Speaking on condition of anonymity, the administrator, who is responsible for a fleet of devices, many of which are used within warehouses, told us: "It is very disturbing that a single AV update can take down more machines than a global denial of service attack. I know some businesses that have hundreds of machines down. For me, it was about 25 percent of our PCs and 10 percent of servers."
He isn't alone. An administrator on Reddit said 40 percent of servers were affected, along with 70 percent of client computers stuck in a bootloop, or approximately 1,000 endpoints.
Sadly, for our administrator, things are less than ideal.
Another Redditor posted: "They sent us a patch but it required we boot into safe mode.
"We can't boot into safe mode because our BitLocker keys are stored inside of a service that we can't login to because our AD is down.
"We can’t boot into safe mode because our BitLocker keys are stored inside of a service that we can’t login to because our AD is down."
backup your backups. I mean, I don't work the IT side and i'm a developer but...isn't it common sense to like not 100% use something to store keys where you potentially can't log into? For me if I have a key that I need to use to decrypt something, hell even to log into discord if my 2FAs fail, I store them on a USB drive. If i'm using something and it says "you'll need a key for backups just in case" ok cool, key goes on the drive.

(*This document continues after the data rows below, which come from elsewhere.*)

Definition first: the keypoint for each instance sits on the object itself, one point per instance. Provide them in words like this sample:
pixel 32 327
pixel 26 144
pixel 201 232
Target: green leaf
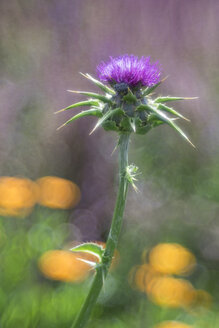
pixel 143 107
pixel 166 99
pixel 171 111
pixel 79 104
pixel 149 90
pixel 102 86
pixel 170 122
pixel 105 117
pixel 90 248
pixel 89 112
pixel 93 95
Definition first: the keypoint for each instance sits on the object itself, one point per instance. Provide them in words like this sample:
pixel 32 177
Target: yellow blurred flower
pixel 64 266
pixel 170 258
pixel 58 193
pixel 17 196
pixel 93 258
pixel 141 276
pixel 171 292
pixel 203 299
pixel 173 324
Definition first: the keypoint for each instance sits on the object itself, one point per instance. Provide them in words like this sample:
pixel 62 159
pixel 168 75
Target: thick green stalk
pixel 113 237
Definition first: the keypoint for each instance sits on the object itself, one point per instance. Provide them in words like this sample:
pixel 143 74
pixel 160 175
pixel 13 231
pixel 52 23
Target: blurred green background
pixel 44 44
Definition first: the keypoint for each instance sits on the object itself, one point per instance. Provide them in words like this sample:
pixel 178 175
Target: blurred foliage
pixel 43 46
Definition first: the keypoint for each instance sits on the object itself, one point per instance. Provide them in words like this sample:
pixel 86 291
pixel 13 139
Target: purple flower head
pixel 131 70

Also Microsoft should be getting just as much flak as Crowdstrike is right now. Bitlocker is god awful and the fact you need decryption keys for many devices to simply boot into safe is stupid. I remember when I still used win11 and I fucked something up and I discovered for the first time I needed a bitlocker code to simply get into safemode or recovery mode. I had no idea and thought it was so stupid. just to get into safe? really?

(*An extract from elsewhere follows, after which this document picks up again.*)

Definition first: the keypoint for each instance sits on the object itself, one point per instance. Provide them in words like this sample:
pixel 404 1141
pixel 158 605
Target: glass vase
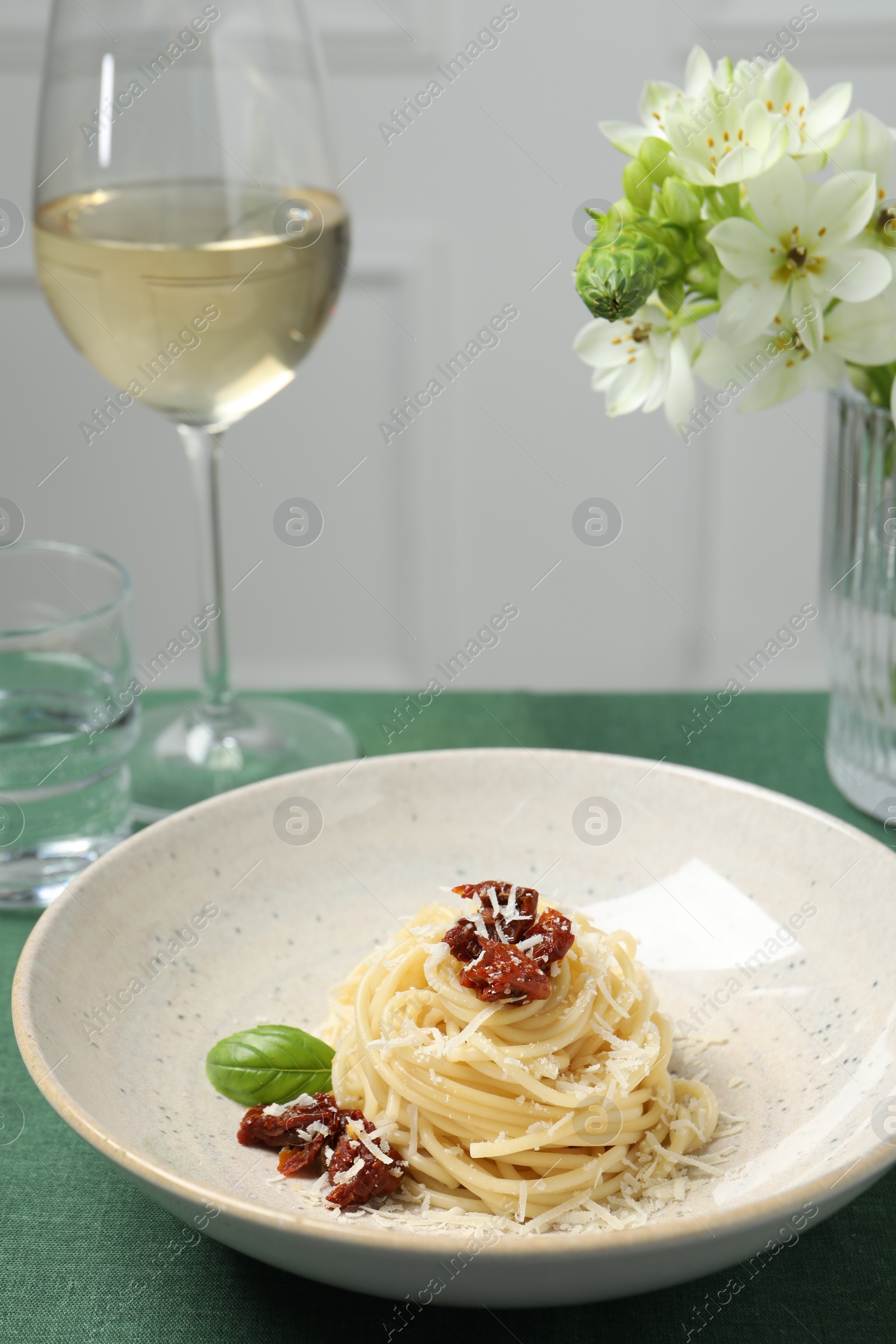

80% of our machines were hit. We were working through 9pm on Friday night running around putting in bitlocker keys and running the fix. Our organization made it worse by hiding the bitlocker keys from local administrators.
Also gotta say... way the boot sequence works, combined with the nonsense with raid/nvme drivers on some machines really made it painful.

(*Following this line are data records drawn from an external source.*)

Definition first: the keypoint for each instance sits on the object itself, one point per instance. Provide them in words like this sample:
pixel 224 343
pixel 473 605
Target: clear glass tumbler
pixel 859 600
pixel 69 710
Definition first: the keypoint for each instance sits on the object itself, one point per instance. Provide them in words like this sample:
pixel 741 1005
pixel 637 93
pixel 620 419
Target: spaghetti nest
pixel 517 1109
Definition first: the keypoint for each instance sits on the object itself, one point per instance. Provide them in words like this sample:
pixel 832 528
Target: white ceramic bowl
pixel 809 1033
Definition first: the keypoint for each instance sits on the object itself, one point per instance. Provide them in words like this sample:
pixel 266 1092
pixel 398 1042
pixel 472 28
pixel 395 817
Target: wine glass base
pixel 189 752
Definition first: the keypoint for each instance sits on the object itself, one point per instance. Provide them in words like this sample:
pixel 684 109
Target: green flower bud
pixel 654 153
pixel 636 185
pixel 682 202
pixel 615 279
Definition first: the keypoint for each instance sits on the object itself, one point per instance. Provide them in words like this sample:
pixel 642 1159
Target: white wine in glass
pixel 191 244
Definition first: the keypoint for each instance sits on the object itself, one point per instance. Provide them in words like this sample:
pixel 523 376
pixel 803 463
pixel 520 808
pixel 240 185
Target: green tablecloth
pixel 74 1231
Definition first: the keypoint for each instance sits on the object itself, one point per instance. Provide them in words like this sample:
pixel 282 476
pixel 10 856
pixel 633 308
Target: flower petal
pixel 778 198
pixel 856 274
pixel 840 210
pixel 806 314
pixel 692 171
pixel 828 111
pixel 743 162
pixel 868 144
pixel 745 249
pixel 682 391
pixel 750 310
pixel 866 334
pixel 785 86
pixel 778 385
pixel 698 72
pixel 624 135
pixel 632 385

It might be CrowdStrike's fault, but maybe this will motivate companies to adopt better workflows and adopt actual preproduction deployment to test these sort of updates before they go live in the rest of the systems.
Just a thought from experience: Be wary of any critical products and/or taking a job from a company run by an accountant. CrowdStrike CEO... accountant!
Pity the administrators who dutifully kept a list of those keys on a secure server share, only to find that the server is also now showing a screen of baleful blue.
Lol, can you imagine? It empathetically hurts me even thinking of this situation. Enter that brave hero who kept the fileshare decryption key in a local keepass :D
This is why every machine I manage has a second boot option to download a small recovery image off the Internet and phone home with a shell. And a copy of it on a cheap USB stick.
Worst case I can boot the Windows install in a VM with the real disk, do the maintenance remotely. I can reinstall the whole thing remotely. Just need the user to mash F12 during boot and select the recovery environment, possibly input WiFi credentials if not wired.
I feel like this should be standard if you have a lot of remote machines in the field.